Gastrointestinal Symptoms Common in COVID-19 PatientsLast Updated: April 03, 2020. Gastrointestinal symptoms are common in patients with coronavirus disease 2019, with increased prevalence seen in the later stages of the epidemic in China, according to a review published online March 29 in Alimentary Pharmacology & Therapeutics.
FRIDAY, April 3, 2020 (HealthDay News) -- Gastrointestinal symptoms are common in patients with coronavirus disease 2019 (COVID-19), with increased prevalence seen in the later stages of the epidemic in China, according to a review published online March 29 in Alimentary Pharmacology & Therapeutics.
Yuan Tian, from the Peking University First Hospital in Beijing, and colleagues reviewed gastrointestinal features of and fecal test results in COVID-19 from case reports and retrospective clinical studies relating to the digestive system.

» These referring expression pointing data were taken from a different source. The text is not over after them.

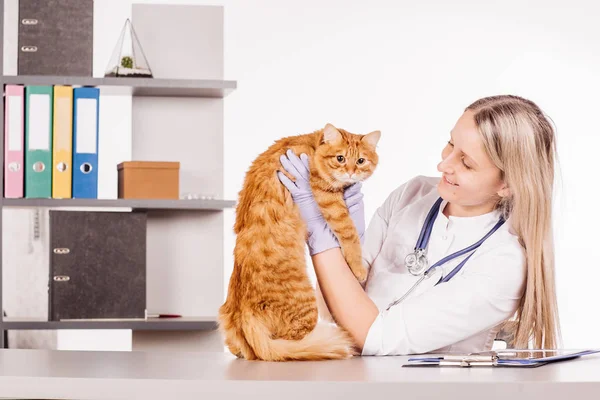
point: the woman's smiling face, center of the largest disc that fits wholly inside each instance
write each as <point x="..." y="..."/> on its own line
<point x="471" y="183"/>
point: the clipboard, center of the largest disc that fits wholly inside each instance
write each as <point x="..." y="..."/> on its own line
<point x="517" y="358"/>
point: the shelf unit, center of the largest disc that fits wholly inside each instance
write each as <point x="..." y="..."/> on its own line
<point x="154" y="100"/>
<point x="136" y="204"/>
<point x="158" y="324"/>
<point x="148" y="87"/>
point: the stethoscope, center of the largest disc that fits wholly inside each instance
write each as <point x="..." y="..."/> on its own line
<point x="417" y="263"/>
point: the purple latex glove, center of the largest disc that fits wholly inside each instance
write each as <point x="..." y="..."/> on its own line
<point x="320" y="237"/>
<point x="353" y="198"/>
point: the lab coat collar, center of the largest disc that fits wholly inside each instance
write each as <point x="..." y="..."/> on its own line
<point x="476" y="222"/>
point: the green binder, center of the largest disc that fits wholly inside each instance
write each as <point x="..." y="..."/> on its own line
<point x="38" y="141"/>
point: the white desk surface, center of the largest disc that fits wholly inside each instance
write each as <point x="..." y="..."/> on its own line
<point x="41" y="374"/>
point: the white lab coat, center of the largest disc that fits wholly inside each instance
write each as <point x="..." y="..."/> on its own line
<point x="462" y="314"/>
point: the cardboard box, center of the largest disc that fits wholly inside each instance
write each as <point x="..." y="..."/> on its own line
<point x="148" y="180"/>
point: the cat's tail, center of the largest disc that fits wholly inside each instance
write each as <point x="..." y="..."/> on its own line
<point x="324" y="342"/>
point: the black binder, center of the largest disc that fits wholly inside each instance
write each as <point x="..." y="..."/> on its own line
<point x="97" y="265"/>
<point x="55" y="37"/>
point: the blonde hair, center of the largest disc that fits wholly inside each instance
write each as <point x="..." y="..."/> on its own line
<point x="520" y="141"/>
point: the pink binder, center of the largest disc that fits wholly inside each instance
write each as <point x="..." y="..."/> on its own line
<point x="14" y="120"/>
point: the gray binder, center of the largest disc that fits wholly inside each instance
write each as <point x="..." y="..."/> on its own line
<point x="97" y="265"/>
<point x="55" y="37"/>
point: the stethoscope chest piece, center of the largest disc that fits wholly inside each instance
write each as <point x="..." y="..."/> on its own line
<point x="416" y="262"/>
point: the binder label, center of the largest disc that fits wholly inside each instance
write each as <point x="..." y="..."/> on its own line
<point x="86" y="126"/>
<point x="39" y="121"/>
<point x="15" y="123"/>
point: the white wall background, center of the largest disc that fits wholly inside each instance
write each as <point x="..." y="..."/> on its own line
<point x="407" y="68"/>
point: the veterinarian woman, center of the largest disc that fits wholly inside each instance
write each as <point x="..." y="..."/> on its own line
<point x="490" y="211"/>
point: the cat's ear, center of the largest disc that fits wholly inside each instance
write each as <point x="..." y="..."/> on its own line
<point x="372" y="138"/>
<point x="331" y="134"/>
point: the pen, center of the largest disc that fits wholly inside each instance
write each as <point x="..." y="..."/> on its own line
<point x="163" y="316"/>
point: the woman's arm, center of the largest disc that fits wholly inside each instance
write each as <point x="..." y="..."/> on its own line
<point x="348" y="303"/>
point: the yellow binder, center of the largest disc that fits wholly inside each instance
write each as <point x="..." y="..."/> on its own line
<point x="62" y="142"/>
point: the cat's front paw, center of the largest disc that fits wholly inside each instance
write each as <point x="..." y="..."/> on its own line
<point x="361" y="274"/>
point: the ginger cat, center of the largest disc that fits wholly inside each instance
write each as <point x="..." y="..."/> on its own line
<point x="271" y="310"/>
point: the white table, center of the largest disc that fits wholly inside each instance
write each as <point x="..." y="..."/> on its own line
<point x="41" y="374"/>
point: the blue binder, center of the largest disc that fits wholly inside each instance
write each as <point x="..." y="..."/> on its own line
<point x="86" y="111"/>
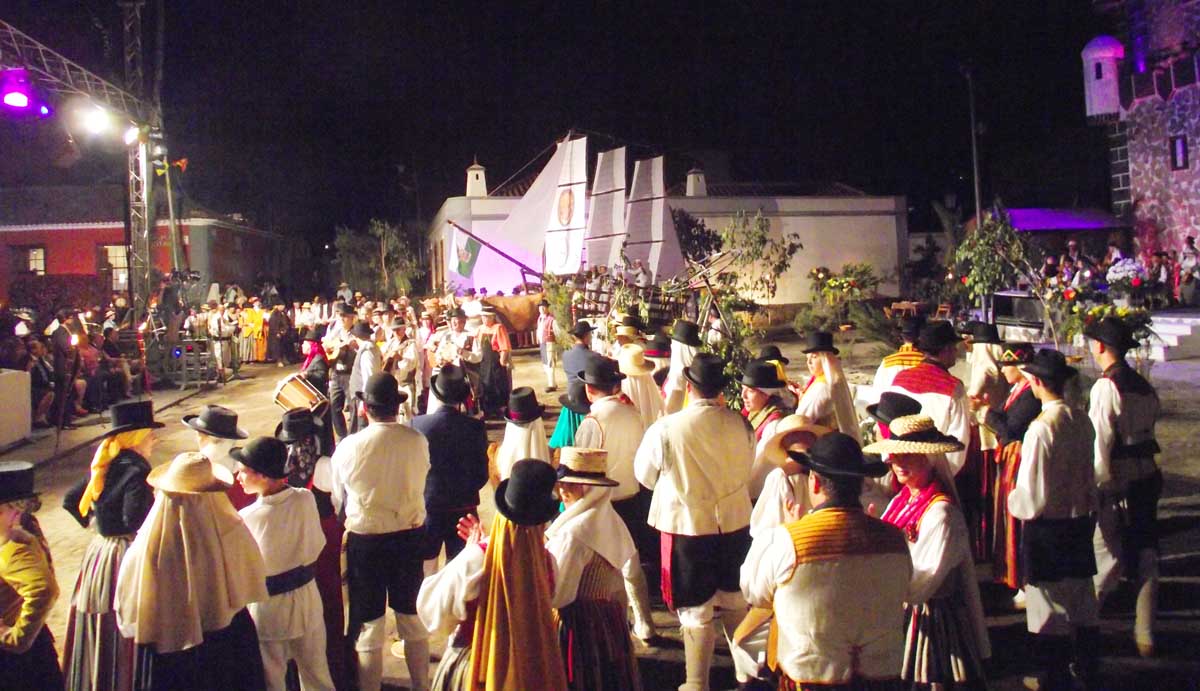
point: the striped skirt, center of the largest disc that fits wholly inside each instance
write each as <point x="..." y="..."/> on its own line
<point x="96" y="656"/>
<point x="940" y="646"/>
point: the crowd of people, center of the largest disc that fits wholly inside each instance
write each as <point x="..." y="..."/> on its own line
<point x="822" y="557"/>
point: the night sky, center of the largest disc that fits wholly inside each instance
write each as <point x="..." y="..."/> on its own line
<point x="309" y="115"/>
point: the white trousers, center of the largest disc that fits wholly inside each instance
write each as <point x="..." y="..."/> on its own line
<point x="309" y="652"/>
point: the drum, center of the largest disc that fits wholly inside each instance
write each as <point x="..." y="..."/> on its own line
<point x="295" y="391"/>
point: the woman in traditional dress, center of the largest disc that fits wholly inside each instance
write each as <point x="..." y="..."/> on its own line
<point x="591" y="546"/>
<point x="946" y="636"/>
<point x="496" y="594"/>
<point x="28" y="588"/>
<point x="1008" y="420"/>
<point x="114" y="498"/>
<point x="826" y="398"/>
<point x="309" y="467"/>
<point x="185" y="583"/>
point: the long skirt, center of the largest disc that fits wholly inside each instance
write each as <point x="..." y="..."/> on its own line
<point x="96" y="656"/>
<point x="228" y="659"/>
<point x="940" y="646"/>
<point x="1007" y="536"/>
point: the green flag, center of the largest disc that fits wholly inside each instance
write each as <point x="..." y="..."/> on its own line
<point x="466" y="254"/>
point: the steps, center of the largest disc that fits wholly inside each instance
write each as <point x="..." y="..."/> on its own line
<point x="1176" y="336"/>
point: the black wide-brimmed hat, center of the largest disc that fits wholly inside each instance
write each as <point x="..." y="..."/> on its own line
<point x="265" y="455"/>
<point x="295" y="425"/>
<point x="837" y="455"/>
<point x="1113" y="332"/>
<point x="820" y="342"/>
<point x="1050" y="365"/>
<point x="576" y="401"/>
<point x="450" y="385"/>
<point x="936" y="335"/>
<point x="762" y="374"/>
<point x="984" y="332"/>
<point x="527" y="497"/>
<point x="383" y="390"/>
<point x="132" y="415"/>
<point x="893" y="406"/>
<point x="772" y="353"/>
<point x="1015" y="354"/>
<point x="601" y="371"/>
<point x="523" y="406"/>
<point x="707" y="371"/>
<point x="687" y="332"/>
<point x="216" y="421"/>
<point x="582" y="329"/>
<point x="16" y="481"/>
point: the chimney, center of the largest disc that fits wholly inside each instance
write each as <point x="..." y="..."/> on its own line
<point x="477" y="180"/>
<point x="696" y="185"/>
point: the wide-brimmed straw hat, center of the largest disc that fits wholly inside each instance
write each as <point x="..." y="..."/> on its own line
<point x="191" y="473"/>
<point x="580" y="466"/>
<point x="774" y="448"/>
<point x="915" y="434"/>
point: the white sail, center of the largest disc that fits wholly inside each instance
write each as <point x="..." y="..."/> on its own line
<point x="565" y="221"/>
<point x="606" y="220"/>
<point x="648" y="223"/>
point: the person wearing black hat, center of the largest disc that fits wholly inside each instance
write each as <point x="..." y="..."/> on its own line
<point x="117" y="498"/>
<point x="457" y="462"/>
<point x="1055" y="498"/>
<point x="702" y="515"/>
<point x="789" y="569"/>
<point x="379" y="485"/>
<point x="1008" y="420"/>
<point x="616" y="426"/>
<point x="286" y="526"/>
<point x="1123" y="407"/>
<point x="28" y="587"/>
<point x="942" y="395"/>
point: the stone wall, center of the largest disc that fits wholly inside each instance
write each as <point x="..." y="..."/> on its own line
<point x="1168" y="198"/>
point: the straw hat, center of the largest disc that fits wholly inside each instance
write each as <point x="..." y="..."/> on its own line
<point x="191" y="473"/>
<point x="631" y="360"/>
<point x="580" y="466"/>
<point x="915" y="434"/>
<point x="774" y="450"/>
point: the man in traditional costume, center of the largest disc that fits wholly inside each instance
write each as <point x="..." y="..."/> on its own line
<point x="497" y="594"/>
<point x="1123" y="408"/>
<point x="216" y="433"/>
<point x="941" y="395"/>
<point x="903" y="359"/>
<point x="946" y="640"/>
<point x="592" y="548"/>
<point x="1055" y="498"/>
<point x="1008" y="421"/>
<point x="186" y="582"/>
<point x="379" y="482"/>
<point x="28" y="587"/>
<point x="457" y="462"/>
<point x="615" y="426"/>
<point x="837" y="559"/>
<point x="684" y="347"/>
<point x="697" y="462"/>
<point x="287" y="528"/>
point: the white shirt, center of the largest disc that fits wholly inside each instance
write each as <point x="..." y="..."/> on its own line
<point x="379" y="478"/>
<point x="1056" y="475"/>
<point x="616" y="427"/>
<point x="287" y="528"/>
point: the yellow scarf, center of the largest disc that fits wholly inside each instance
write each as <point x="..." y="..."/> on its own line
<point x="515" y="644"/>
<point x="107" y="450"/>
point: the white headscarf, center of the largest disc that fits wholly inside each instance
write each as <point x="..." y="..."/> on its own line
<point x="521" y="442"/>
<point x="192" y="566"/>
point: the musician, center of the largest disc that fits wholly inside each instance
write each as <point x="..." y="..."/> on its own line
<point x="340" y="349"/>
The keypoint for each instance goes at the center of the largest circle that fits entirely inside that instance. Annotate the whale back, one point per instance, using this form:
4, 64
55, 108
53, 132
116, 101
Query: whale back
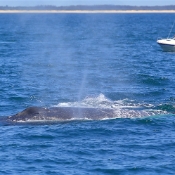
60, 114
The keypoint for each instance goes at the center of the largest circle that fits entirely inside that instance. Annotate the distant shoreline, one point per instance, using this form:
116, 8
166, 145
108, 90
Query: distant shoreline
87, 11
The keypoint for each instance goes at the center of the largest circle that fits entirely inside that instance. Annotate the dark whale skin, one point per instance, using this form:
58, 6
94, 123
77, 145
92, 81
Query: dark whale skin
60, 114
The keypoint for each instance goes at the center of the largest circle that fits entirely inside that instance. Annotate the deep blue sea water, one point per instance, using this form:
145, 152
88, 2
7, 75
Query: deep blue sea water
89, 60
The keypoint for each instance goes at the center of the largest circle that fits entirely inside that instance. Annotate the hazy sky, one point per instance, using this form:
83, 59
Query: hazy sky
84, 2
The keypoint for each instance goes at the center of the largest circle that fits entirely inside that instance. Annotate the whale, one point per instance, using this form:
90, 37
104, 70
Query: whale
55, 114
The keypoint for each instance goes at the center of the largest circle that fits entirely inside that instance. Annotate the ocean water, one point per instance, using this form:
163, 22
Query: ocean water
88, 60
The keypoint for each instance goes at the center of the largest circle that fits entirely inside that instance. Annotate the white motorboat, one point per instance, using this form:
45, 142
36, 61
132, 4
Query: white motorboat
168, 45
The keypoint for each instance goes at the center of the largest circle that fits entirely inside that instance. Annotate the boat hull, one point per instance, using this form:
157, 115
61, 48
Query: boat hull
167, 45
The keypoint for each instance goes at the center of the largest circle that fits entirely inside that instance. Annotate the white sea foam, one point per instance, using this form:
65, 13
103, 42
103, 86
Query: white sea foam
122, 108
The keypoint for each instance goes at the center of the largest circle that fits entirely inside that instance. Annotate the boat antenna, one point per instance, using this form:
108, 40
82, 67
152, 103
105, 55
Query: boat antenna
171, 30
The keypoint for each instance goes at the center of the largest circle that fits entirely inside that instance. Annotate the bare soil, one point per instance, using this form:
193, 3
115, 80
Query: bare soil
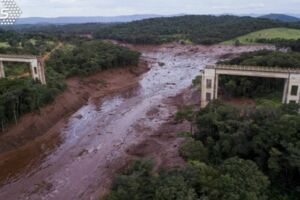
61, 155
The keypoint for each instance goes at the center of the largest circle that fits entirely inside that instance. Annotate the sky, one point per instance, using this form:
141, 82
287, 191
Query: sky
56, 8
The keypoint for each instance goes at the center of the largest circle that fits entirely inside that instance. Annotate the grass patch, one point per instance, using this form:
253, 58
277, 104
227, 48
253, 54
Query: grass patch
274, 99
4, 45
273, 33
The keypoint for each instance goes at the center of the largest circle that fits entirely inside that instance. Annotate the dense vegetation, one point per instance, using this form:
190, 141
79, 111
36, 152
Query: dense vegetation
14, 43
293, 45
249, 154
266, 35
267, 58
86, 57
198, 29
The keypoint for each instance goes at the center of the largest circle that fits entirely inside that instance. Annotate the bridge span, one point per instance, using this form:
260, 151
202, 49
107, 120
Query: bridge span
36, 65
210, 80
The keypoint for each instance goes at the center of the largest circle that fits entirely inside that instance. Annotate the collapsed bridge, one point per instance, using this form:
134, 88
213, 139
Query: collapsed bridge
36, 65
210, 80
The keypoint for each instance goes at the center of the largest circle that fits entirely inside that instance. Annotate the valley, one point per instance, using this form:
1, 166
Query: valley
78, 155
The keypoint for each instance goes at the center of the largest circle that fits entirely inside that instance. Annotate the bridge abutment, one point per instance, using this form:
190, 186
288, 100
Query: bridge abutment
36, 66
210, 80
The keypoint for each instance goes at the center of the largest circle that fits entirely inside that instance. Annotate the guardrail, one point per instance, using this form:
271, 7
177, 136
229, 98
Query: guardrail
254, 68
18, 56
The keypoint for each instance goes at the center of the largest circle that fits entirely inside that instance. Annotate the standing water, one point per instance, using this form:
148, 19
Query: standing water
93, 143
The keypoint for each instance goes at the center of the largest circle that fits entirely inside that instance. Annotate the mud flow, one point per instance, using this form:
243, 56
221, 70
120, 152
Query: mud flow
78, 158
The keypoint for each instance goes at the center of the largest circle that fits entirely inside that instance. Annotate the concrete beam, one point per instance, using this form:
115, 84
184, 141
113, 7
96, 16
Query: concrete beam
210, 80
36, 65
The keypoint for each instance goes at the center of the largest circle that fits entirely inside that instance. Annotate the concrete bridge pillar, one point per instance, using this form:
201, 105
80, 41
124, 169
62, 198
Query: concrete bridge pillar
2, 72
209, 86
285, 91
293, 89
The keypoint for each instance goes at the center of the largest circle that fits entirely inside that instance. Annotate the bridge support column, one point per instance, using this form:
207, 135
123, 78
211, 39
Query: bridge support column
216, 86
209, 89
2, 72
293, 94
37, 71
285, 91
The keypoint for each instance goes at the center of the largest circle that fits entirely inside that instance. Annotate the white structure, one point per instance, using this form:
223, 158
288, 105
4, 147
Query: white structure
210, 80
36, 65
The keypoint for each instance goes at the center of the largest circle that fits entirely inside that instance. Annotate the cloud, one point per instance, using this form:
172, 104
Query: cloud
52, 8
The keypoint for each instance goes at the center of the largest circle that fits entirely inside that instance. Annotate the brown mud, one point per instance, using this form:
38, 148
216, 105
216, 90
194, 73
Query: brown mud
78, 156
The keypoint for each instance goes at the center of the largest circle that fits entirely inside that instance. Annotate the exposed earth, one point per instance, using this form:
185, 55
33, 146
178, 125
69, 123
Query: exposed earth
73, 148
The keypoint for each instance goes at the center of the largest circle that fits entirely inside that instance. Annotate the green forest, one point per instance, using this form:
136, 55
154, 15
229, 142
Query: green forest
197, 29
86, 57
76, 57
236, 153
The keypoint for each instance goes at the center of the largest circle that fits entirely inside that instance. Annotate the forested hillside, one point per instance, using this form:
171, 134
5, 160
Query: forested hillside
198, 29
201, 29
236, 153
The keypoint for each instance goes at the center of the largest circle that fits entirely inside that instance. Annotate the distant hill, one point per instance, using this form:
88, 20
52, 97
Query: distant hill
82, 20
281, 17
203, 29
268, 34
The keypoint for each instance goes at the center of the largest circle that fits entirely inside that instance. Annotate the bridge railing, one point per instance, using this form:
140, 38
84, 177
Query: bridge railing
254, 68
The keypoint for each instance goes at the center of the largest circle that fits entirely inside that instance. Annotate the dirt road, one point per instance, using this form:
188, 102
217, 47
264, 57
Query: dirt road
86, 150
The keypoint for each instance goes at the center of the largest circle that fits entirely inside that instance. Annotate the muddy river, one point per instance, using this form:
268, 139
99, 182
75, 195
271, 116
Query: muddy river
92, 144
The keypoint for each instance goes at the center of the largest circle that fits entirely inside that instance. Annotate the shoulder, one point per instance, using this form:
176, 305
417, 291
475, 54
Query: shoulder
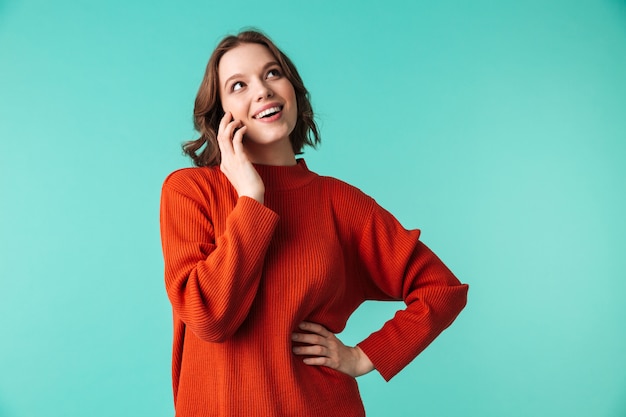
346, 196
196, 181
185, 177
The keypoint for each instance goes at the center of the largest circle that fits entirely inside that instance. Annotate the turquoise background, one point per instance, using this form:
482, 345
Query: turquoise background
498, 128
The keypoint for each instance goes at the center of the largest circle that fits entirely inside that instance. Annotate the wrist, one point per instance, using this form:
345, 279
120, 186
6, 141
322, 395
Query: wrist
363, 365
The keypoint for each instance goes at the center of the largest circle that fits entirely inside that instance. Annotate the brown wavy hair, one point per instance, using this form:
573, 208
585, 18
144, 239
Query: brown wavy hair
208, 110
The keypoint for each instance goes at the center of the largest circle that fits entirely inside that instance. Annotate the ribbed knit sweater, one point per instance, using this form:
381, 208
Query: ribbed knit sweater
242, 275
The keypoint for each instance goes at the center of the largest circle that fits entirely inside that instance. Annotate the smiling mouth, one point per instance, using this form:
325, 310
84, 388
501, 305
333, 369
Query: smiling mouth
268, 112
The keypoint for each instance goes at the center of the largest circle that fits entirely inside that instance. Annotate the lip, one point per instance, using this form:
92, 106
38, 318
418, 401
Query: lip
268, 106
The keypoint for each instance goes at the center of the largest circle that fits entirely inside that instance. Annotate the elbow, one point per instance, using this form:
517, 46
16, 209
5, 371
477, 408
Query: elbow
213, 327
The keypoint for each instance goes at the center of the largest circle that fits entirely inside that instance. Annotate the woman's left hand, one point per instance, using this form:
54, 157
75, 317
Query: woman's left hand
325, 349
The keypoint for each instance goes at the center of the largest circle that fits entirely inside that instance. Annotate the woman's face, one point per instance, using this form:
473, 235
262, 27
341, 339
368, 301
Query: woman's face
254, 90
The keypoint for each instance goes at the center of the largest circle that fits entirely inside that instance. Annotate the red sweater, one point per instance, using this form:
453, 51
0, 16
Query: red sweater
242, 275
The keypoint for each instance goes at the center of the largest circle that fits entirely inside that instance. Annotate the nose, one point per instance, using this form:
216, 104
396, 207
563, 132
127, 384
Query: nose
264, 91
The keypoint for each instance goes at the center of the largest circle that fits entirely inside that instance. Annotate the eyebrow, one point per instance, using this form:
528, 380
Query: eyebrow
238, 75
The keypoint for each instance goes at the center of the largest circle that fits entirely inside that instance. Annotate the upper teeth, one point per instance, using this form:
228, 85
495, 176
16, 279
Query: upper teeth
268, 111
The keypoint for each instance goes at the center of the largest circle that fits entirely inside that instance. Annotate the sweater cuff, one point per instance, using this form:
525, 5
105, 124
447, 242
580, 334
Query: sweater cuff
377, 350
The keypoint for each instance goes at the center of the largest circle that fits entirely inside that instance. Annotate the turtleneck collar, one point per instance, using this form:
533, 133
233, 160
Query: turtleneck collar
281, 177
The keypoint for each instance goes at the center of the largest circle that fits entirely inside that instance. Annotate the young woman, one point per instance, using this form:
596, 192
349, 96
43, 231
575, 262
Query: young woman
265, 260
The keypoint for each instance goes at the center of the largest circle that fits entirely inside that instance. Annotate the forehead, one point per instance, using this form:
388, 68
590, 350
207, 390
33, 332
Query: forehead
243, 59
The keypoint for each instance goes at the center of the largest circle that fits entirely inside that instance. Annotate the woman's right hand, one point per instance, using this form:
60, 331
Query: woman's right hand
235, 163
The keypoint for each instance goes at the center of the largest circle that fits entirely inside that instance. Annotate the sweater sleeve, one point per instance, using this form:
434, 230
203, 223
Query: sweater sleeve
400, 267
212, 281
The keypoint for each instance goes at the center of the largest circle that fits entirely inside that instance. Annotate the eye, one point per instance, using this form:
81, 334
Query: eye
273, 73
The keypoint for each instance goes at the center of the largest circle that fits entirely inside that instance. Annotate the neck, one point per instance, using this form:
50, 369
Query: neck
278, 154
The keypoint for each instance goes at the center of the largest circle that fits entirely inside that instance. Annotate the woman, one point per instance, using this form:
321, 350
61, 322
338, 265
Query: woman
265, 260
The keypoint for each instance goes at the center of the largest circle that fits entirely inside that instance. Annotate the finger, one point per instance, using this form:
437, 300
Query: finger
225, 137
321, 361
310, 339
315, 350
238, 139
315, 328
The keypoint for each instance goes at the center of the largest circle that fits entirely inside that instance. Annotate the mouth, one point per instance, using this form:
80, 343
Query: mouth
269, 112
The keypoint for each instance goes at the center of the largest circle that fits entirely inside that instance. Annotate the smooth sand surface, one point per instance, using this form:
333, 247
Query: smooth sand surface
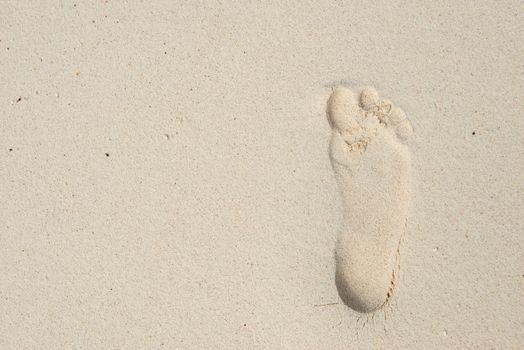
165, 179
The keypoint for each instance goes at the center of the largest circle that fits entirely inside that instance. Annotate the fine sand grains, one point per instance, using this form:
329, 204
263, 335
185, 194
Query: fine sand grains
372, 165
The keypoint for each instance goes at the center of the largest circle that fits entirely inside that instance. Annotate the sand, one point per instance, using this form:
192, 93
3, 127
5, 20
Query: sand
166, 182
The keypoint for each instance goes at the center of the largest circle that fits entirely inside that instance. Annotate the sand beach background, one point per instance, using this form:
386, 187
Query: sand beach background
165, 181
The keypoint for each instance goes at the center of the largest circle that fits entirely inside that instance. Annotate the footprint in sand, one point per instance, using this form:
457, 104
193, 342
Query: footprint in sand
372, 166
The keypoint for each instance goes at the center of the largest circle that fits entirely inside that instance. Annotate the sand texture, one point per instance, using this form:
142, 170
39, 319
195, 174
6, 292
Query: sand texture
171, 176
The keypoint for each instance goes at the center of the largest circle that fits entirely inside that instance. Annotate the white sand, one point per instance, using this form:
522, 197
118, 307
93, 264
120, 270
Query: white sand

The researchers found that the incidence of gastrointestinal symptoms was 3 to 79 percent, and these symptoms included anorexia (39.9 to 50.2 percent), diarrhea (2 to 49.5 percent), vomiting (3.6 to 66.7 percent), nausea (1 to 29.4 percent), abdominal pain (2.2 to 6.0 percent), and gastrointestinal bleeding (4 to 13.7 percent). The most common gastrointestinal symptom in children and adults was diarrhea, with a mean duration of 4.1 ± 2.5 days, which was seen before and after diagnosis. Adults and children can present with digestive symptoms without respiratory symptoms. A higher incidence of digestive manifestations was seen in the later versus the early stage of the epidemic in China. Polymerase chain reaction (PCR) testing was as accurate from fecal specimens as from respiratory specimens. Fecal PCR became positive two to five days later than sputum in 36 to 53 percent of patients. In 23 to 82 percent of patients, fecal excretion persisted after sputum excretion for one to 11 days.
"More clinical and experimental data about virus viability in feces and varying environmental conditions such as temperature and relative humidity are needed," the authors write.